Às autoridades ou organismos públicos;

3. O representante deve estar estabelecido num dos Estados-Membros onde se encontram os titulares dos dados cujos dados pessoais são objeto do tratamento no contexto da oferta que lhes é feita de bens ou serviços ou cujo comportamento é controlado.

4. Para efeitos do cumprimento do presente regulamento, o representante é mandatado pelo responsável pelo tratamento ou pelo subcontratante para ser contactado em complemento ou em substituição do responsável pelo tratamento ou do subcontratante, em especial por autoridades de controlo e por titulares, relativamente a todas as questões relacionadas com o tratamento.

5. A designação de um representante pelo responsável pelo tratamento ou pelo subcontratante não prejudica as ações judiciais que possam vir a ser intentadas contra o próprio responsável pelo tratamento ou o próprio subcontratante.

Perguntas comuns

Perguntas frequentes

Quando é que um responsável pelo tratamento ou um subcontratante tem de designar um representante na União?
A obrigação aplica-se quando for aplicável o artigo 3.º, n.º 2, ou seja, quando o regulamento abrange o tratamento por um responsável pelo tratamento ou um subcontratante não estabelecido na União. Nesse caso, o responsável pelo tratamento ou o subcontratante designa por escrito um representante seu na União.
Que organizações estão isentas da obrigação de designar um representante?
O artigo 27.º, n.º 2, prevê duas isenções:
  • as operações de tratamento que sejam ocasionais, não abranjam o tratamento em grande escala das categorias especiais de dados a que se refere o artigo 9.º, n.º 1, nem de dados pessoais relativos a condenações penais e infrações referido no artigo 10.º, e não sejam suscetíveis de implicar riscos para os direitos e liberdades das pessoas singulares, tendo em conta a natureza, o contexto, o âmbito e as finalidades do tratamento;
  • as autoridades ou organismos públicos.
Em que Estado-Membro deve o representante estar estabelecido?
O representante deve estar estabelecido num dos Estados-Membros onde se encontram os titulares dos dados cujos dados pessoais são objeto de tratamento no contexto da oferta de bens ou serviços que lhes é feita, ou cujo comportamento é controlado. A localização não é livre: depende de onde estão esses titulares.
Qual é o papel do representante e a sua designação limita a responsabilidade do responsável pelo tratamento ou do subcontratante?

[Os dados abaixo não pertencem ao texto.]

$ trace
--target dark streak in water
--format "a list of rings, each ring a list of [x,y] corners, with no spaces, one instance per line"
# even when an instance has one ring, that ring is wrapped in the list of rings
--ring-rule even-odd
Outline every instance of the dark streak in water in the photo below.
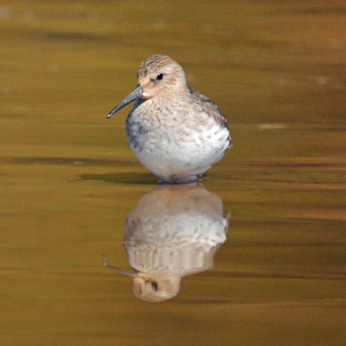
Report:
[[[0,157],[0,164],[45,164],[119,166],[133,165],[127,160],[109,160],[85,157]]]

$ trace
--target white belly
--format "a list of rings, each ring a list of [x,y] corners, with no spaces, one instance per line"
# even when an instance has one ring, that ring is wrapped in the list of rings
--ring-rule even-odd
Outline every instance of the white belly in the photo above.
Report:
[[[228,130],[216,124],[191,128],[177,122],[170,125],[134,120],[126,122],[130,147],[145,167],[165,181],[195,180],[228,146]]]

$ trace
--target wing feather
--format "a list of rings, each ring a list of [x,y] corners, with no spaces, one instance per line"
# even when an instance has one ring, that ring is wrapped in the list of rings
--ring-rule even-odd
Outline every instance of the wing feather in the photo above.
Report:
[[[219,125],[222,128],[226,128],[228,131],[228,125],[227,120],[225,117],[221,110],[212,101],[207,97],[196,91],[190,88],[188,88],[189,91],[191,96],[195,100],[195,103],[199,105],[210,117],[213,118],[216,124]],[[228,147],[232,146],[232,138],[230,134],[228,135]]]

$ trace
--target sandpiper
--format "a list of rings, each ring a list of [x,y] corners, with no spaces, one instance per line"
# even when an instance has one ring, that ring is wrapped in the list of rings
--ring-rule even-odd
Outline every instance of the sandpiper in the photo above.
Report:
[[[186,86],[182,67],[169,56],[151,56],[137,76],[137,87],[107,118],[136,100],[126,126],[135,155],[162,182],[195,181],[232,146],[222,112]]]

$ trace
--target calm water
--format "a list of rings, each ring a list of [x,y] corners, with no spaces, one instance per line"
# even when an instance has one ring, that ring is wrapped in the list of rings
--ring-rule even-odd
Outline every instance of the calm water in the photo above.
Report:
[[[343,2],[138,4],[0,5],[0,344],[346,344]],[[106,119],[154,54],[228,120],[199,184]]]

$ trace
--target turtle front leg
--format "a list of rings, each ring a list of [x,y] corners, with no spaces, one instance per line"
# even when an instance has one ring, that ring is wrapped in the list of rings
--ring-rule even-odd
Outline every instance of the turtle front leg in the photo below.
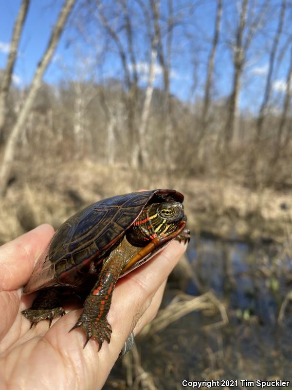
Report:
[[[45,319],[50,320],[50,328],[53,318],[64,315],[65,313],[65,310],[60,305],[58,292],[55,288],[41,290],[31,308],[21,312],[23,315],[31,320],[31,328],[34,324]]]
[[[185,244],[186,244],[187,242],[189,242],[191,239],[190,231],[188,229],[185,229],[183,232],[182,232],[181,234],[176,237],[175,239],[179,241],[180,243],[183,241],[183,243]]]
[[[119,277],[123,263],[118,259],[116,251],[113,251],[105,260],[97,282],[84,303],[84,310],[76,324],[70,330],[80,328],[84,331],[86,340],[83,348],[91,338],[99,344],[99,351],[105,340],[110,341],[111,327],[107,316],[111,303],[112,292]]]

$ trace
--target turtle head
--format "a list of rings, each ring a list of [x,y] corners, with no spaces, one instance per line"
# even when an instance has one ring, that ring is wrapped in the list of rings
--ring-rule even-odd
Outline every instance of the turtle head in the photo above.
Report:
[[[175,232],[182,221],[186,221],[182,203],[174,200],[152,203],[145,207],[126,236],[132,245],[144,246],[156,237],[165,237]]]

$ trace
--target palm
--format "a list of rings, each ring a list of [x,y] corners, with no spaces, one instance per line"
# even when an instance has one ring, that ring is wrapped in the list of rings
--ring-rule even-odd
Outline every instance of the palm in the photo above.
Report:
[[[119,281],[108,317],[114,330],[111,342],[104,342],[98,352],[94,340],[83,349],[85,337],[80,330],[69,332],[80,315],[80,303],[65,305],[69,312],[53,320],[49,329],[48,321],[30,329],[21,314],[35,298],[21,297],[21,287],[53,233],[42,225],[0,248],[0,389],[8,384],[13,389],[101,389],[128,336],[155,316],[167,276],[186,246],[172,242]]]

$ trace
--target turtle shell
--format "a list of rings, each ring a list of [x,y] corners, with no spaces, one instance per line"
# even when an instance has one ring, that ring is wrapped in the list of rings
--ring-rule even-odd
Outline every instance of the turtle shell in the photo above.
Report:
[[[182,203],[183,195],[174,190],[134,192],[100,200],[74,214],[55,233],[24,292],[53,286],[78,289],[87,273],[89,277],[98,273],[99,259],[102,265],[105,254],[118,244],[146,206],[171,200]]]

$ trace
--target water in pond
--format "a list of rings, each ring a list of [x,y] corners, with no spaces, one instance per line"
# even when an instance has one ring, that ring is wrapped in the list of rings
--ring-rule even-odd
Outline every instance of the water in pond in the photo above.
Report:
[[[142,365],[157,389],[182,389],[183,379],[224,378],[290,380],[292,388],[291,250],[288,245],[193,237],[187,255],[197,280],[186,292],[212,291],[225,305],[229,323],[203,330],[219,315],[196,312],[138,341]],[[176,293],[168,288],[164,305]],[[239,382],[230,388],[246,388]]]

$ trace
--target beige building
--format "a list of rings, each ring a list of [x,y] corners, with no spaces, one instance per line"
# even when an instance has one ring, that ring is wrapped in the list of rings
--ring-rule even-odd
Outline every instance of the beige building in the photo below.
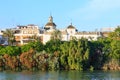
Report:
[[[51,39],[52,33],[57,30],[56,24],[53,22],[53,17],[50,16],[48,22],[46,23],[44,29],[40,29],[38,26],[30,24],[27,26],[17,26],[15,29],[15,39],[18,45],[23,45],[29,41],[35,40],[35,36],[39,38],[44,44]],[[88,40],[97,40],[101,36],[100,32],[78,32],[77,29],[72,25],[72,23],[61,32],[61,40],[69,41],[72,38],[81,39],[87,38]]]

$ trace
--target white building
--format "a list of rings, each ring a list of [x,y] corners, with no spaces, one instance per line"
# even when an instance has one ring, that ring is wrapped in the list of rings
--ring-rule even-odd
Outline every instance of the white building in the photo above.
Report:
[[[26,44],[30,40],[32,40],[32,36],[39,37],[39,40],[44,44],[51,39],[52,33],[57,30],[56,24],[53,22],[53,17],[50,16],[48,22],[46,23],[44,29],[40,29],[36,25],[27,25],[27,26],[17,26],[15,39],[20,44]],[[88,40],[97,40],[101,37],[100,32],[78,32],[77,29],[72,25],[72,23],[65,28],[64,30],[60,30],[62,35],[62,41],[69,41],[72,38],[81,39],[87,38]]]

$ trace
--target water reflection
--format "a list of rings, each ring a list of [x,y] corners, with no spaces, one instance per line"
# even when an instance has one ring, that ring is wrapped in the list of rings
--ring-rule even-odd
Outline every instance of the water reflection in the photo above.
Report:
[[[120,80],[120,71],[0,72],[0,80]]]

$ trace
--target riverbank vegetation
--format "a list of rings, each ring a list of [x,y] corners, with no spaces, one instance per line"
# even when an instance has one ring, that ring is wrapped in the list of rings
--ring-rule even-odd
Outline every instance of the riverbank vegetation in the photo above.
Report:
[[[0,70],[120,70],[120,27],[108,38],[0,46]]]

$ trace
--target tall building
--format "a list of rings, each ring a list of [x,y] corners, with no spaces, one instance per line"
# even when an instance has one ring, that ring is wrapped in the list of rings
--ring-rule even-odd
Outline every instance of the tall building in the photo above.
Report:
[[[53,17],[50,16],[48,18],[48,22],[44,26],[44,29],[40,29],[38,26],[29,24],[27,26],[18,25],[15,29],[15,40],[17,45],[23,45],[30,41],[35,40],[38,37],[42,43],[46,43],[51,39],[53,32],[58,30],[56,24],[53,21]],[[88,40],[97,40],[101,37],[100,32],[78,32],[76,27],[72,25],[68,25],[65,29],[59,30],[61,32],[61,40],[69,41],[73,38],[81,39],[87,38]]]

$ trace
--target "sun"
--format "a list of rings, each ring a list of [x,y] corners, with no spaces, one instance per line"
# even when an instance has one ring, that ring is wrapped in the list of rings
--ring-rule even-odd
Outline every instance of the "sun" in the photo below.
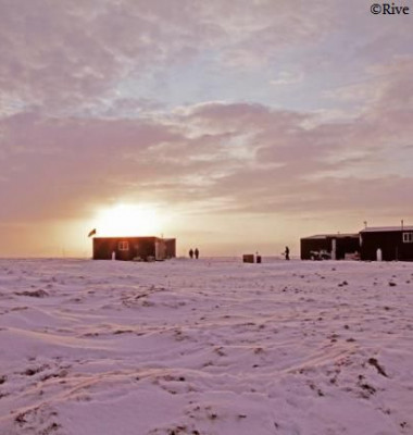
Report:
[[[96,228],[99,236],[153,236],[160,232],[155,208],[148,204],[116,204],[98,213]]]

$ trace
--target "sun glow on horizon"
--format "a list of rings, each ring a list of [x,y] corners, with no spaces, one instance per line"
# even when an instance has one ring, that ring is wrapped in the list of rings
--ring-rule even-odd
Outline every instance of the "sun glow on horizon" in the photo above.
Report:
[[[101,210],[95,227],[98,236],[154,236],[161,232],[161,220],[151,206],[122,203]]]

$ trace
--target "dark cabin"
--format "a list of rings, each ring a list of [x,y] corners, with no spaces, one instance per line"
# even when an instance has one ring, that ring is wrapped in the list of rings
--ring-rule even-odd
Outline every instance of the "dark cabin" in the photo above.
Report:
[[[358,258],[359,234],[320,234],[301,240],[301,260],[345,260]]]
[[[176,257],[176,239],[159,237],[95,237],[93,260],[166,260]]]
[[[362,260],[413,261],[413,226],[367,227],[360,244]]]

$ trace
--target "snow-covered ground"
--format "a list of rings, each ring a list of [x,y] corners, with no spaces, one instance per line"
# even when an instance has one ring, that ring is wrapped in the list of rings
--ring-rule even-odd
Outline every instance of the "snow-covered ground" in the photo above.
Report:
[[[0,260],[0,434],[413,434],[413,263]]]

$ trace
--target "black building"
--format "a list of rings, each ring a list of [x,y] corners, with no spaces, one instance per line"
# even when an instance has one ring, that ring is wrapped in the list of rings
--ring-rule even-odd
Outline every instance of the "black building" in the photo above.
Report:
[[[176,257],[176,239],[160,237],[95,237],[93,260],[165,260]]]
[[[359,234],[320,234],[301,240],[301,260],[356,259]]]
[[[362,260],[413,261],[413,226],[364,228],[360,245]]]

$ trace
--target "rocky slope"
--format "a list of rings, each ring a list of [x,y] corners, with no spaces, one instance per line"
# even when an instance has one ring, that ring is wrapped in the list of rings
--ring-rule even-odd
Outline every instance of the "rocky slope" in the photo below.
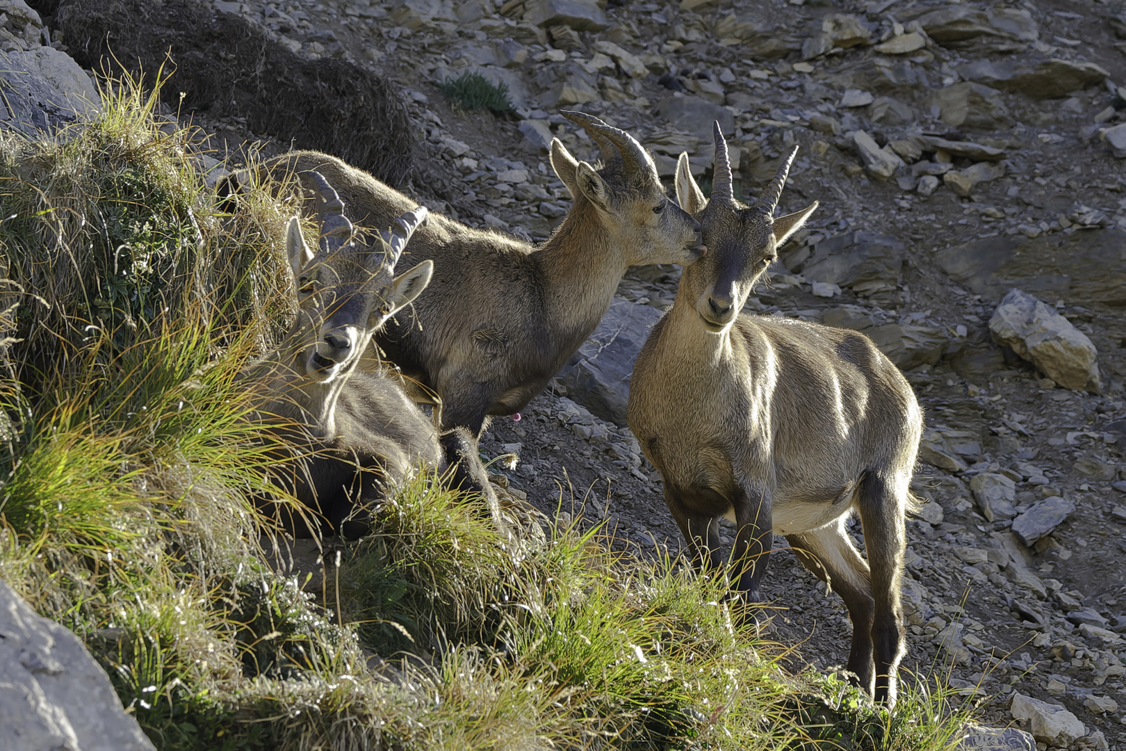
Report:
[[[304,60],[397,82],[421,142],[401,187],[476,226],[543,238],[557,224],[570,197],[546,144],[595,155],[561,107],[629,129],[665,175],[687,151],[705,181],[718,119],[749,199],[801,144],[783,209],[821,208],[750,312],[867,332],[927,410],[906,664],[980,697],[992,719],[1017,717],[1042,748],[1126,744],[1119,0],[217,0],[213,11]],[[515,113],[453,110],[438,83],[465,71],[504,82]],[[231,143],[251,135],[235,118],[197,122]],[[513,497],[563,521],[605,519],[646,553],[680,538],[622,405],[678,274],[636,269],[553,393],[483,444],[515,455],[495,465]],[[766,589],[778,640],[814,664],[843,662],[838,598],[786,552]]]

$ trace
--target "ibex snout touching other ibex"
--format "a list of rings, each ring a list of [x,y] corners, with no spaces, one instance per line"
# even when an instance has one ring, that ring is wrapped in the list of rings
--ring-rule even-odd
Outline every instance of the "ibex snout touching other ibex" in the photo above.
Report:
[[[564,115],[605,163],[577,161],[552,142],[552,167],[574,207],[547,242],[534,247],[437,214],[411,241],[411,258],[434,261],[434,279],[375,341],[408,384],[421,385],[418,401],[437,394],[444,428],[477,435],[488,415],[524,409],[598,325],[627,267],[699,258],[699,223],[664,195],[642,145],[596,117]],[[266,169],[322,172],[364,226],[386,226],[414,205],[325,154],[286,154]]]
[[[318,252],[304,241],[297,218],[286,231],[298,309],[293,327],[272,354],[252,365],[244,381],[267,396],[259,413],[288,420],[274,479],[322,517],[323,534],[358,534],[355,508],[382,499],[420,465],[446,470],[458,462],[455,485],[495,498],[473,441],[462,431],[439,438],[430,420],[397,381],[357,370],[373,332],[426,288],[434,270],[422,261],[394,275],[411,234],[427,216],[419,207],[395,220],[397,230],[363,241],[343,216],[343,204],[318,172],[302,184],[318,203]],[[301,515],[279,512],[298,535],[314,533]],[[494,512],[494,518],[497,513]]]
[[[715,128],[705,200],[681,155],[677,195],[700,216],[707,253],[685,268],[629,385],[629,428],[661,472],[697,565],[718,566],[718,517],[734,517],[733,583],[758,601],[772,534],[835,590],[852,620],[848,669],[895,700],[904,654],[904,512],[922,431],[911,386],[861,333],[739,312],[816,203],[774,217],[796,149],[757,206],[732,190]],[[846,522],[859,512],[867,562]]]

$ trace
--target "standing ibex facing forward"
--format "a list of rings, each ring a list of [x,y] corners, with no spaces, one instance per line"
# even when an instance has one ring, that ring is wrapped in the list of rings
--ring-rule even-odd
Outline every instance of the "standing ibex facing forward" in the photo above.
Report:
[[[395,220],[399,230],[361,241],[343,216],[336,190],[318,172],[302,172],[321,224],[320,250],[305,244],[289,221],[286,250],[297,287],[296,320],[277,350],[251,365],[245,383],[266,395],[262,419],[282,417],[274,480],[322,517],[320,533],[355,536],[366,526],[352,512],[382,499],[425,465],[446,470],[453,484],[483,492],[499,522],[495,497],[464,430],[438,436],[395,379],[357,370],[373,332],[426,288],[434,270],[422,261],[394,276],[411,234],[427,216],[418,207]],[[390,222],[388,222],[390,224]],[[301,513],[282,509],[297,536],[314,534]]]
[[[733,515],[732,576],[747,601],[759,601],[772,535],[785,535],[848,606],[848,669],[893,704],[905,651],[904,512],[922,412],[864,334],[740,315],[778,247],[817,206],[774,217],[796,151],[751,208],[733,196],[718,125],[711,200],[681,154],[677,197],[700,217],[707,253],[685,268],[672,310],[637,358],[629,428],[661,472],[697,566],[721,564],[718,517]],[[846,530],[854,511],[867,562]]]
[[[443,428],[477,435],[488,415],[524,409],[598,325],[627,267],[700,256],[699,223],[665,197],[642,145],[596,117],[563,114],[590,134],[606,163],[579,162],[552,142],[552,167],[574,207],[546,243],[437,214],[411,242],[412,258],[434,261],[434,279],[413,312],[388,321],[375,342],[408,384],[425,387],[412,394],[418,401],[437,394]],[[320,171],[363,226],[387,226],[414,205],[327,154],[285,154],[265,169],[276,177]]]

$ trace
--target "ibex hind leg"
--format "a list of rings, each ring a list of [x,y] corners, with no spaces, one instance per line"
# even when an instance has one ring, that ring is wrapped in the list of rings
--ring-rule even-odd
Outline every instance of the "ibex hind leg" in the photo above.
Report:
[[[493,526],[504,538],[511,533],[500,513],[500,501],[489,483],[489,473],[481,463],[477,441],[465,428],[447,430],[440,437],[441,450],[446,456],[449,488],[467,493],[480,493],[489,507]]]
[[[720,555],[720,518],[694,512],[685,503],[685,499],[668,488],[664,489],[664,502],[688,543],[696,571],[720,571],[723,565],[723,556]]]
[[[900,660],[906,651],[900,578],[906,548],[904,512],[910,482],[909,473],[868,472],[860,481],[856,495],[876,608],[872,624],[876,678],[873,697],[888,706],[895,704]]]
[[[876,605],[872,596],[868,564],[860,557],[860,552],[852,545],[844,529],[847,520],[848,516],[843,516],[812,531],[787,535],[786,540],[802,565],[844,600],[852,622],[852,646],[846,667],[856,676],[857,686],[872,695],[872,626]]]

O representante é mandatado para ser contactado, em complemento ou em substituição do responsável pelo tratamento ou do subcontratante, em especial por autoridades de controlo e por titulares dos dados, relativamente a todas as questões relacionadas com o tratamento, para efeitos do cumprimento do regulamento.

A designação não protege a organização: não prejudica as ações judiciais que possam vir a ser intentadas contra o próprio responsável pelo tratamento ou o próprio subcontratante.